Friday, October 29, 2010
Here's The New York Times version of a story that I know is getting lots of play. Usually I'm one to give judges the benefit of the doubt but, in this case, my first reaction is, "Seriously?!"
The suit that Justice Wooten allowed to proceed claims that in April 2009, Juliet Breitman and Jacob Kohn, who were both 4, were racing their bicycles, under the supervision of their mothers, Dana Breitman and Rachel Kohn, on the sidewalk of a building on East 52nd Street. At some point in the race, they struck an 87-year-old woman named Claire Menagh, who was walking in front of the building and, according to the complaint, was “seriously and severely injured,” suffering a hip fracture that required surgery. She died three months later.
Her estate sued the children and their mothers, claiming they had acted negligently during the accident.

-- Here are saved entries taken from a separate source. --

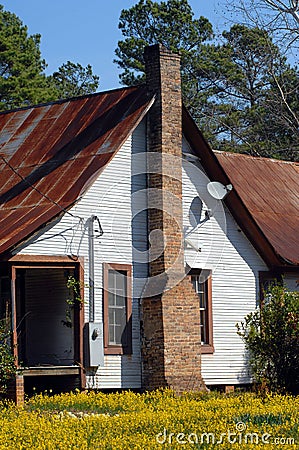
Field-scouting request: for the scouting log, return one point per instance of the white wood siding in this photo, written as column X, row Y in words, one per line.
column 109, row 198
column 235, row 265
column 291, row 281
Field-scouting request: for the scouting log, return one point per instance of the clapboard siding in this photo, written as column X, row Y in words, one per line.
column 109, row 198
column 235, row 265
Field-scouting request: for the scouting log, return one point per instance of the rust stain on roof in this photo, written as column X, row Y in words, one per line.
column 269, row 190
column 43, row 146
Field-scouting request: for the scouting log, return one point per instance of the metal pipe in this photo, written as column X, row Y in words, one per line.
column 91, row 237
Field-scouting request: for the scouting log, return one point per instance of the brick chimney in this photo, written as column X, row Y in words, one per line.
column 171, row 348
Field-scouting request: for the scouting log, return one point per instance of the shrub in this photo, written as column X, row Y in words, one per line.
column 7, row 363
column 271, row 336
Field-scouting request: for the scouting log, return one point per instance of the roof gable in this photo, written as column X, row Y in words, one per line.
column 265, row 198
column 50, row 154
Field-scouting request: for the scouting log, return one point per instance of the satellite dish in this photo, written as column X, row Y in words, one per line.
column 218, row 190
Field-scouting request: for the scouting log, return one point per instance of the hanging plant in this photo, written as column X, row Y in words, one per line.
column 74, row 298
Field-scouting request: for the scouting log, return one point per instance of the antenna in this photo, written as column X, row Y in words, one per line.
column 218, row 190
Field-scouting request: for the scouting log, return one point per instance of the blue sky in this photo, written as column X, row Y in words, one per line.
column 86, row 32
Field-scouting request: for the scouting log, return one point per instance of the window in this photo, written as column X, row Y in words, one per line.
column 117, row 309
column 202, row 282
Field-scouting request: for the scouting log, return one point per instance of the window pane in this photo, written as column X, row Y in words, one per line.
column 117, row 307
column 201, row 286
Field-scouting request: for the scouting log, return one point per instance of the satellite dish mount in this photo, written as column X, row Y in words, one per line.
column 218, row 190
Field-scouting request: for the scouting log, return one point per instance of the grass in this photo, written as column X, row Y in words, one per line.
column 151, row 420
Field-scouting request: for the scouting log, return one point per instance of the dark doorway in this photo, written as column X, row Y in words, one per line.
column 44, row 336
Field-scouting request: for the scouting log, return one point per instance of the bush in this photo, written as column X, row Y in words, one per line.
column 7, row 362
column 271, row 336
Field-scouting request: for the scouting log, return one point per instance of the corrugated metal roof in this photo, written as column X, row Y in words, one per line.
column 269, row 189
column 50, row 154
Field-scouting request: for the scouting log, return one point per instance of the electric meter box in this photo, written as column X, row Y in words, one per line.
column 93, row 344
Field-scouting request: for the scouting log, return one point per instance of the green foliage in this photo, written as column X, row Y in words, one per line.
column 271, row 336
column 7, row 363
column 239, row 89
column 22, row 78
column 170, row 23
column 72, row 80
column 74, row 299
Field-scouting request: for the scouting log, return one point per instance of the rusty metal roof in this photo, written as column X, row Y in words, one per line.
column 269, row 189
column 50, row 154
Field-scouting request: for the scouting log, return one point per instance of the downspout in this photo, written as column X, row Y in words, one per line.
column 91, row 237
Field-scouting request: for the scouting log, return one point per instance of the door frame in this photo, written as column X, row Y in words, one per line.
column 49, row 262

In a response, Juliet’s lawyer, James P. Tyrie, argued that the girl was not “engaged in an adult activity” at the time of the accident — “She was riding her bicycle with training wheels under the supervision of her mother” — and was too young to be held liable for negligence...

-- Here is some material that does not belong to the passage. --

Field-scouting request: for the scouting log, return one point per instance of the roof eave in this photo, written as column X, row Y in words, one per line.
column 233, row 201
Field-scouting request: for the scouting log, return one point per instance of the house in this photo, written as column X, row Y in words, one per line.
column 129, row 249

[The child's lawyer] had also argued that Juliet should not be held liable because her mother was present; Justice Wooten disagreed.
“A parent’s presence alone does not give a reasonable child carte blanche to engage in risky behavior such as running across a street,” the judge wrote. He added that any “reasonably prudent child,” who presumably has been told to look both ways before crossing a street, should know that dashing out without looking is dangerous, with or without a parent there. The crucial factor is whether the parent encourages the risky behavior; if so, the child should not be held accountable.
"Reasonably prudent child"? I realize the judge is just quoting the standard here, but I can't believe a court ever that a "prudent" child could ever exist? Obviously those judges never spent any time around small children. Children this age require constant supervision due to their particular lack of prudence.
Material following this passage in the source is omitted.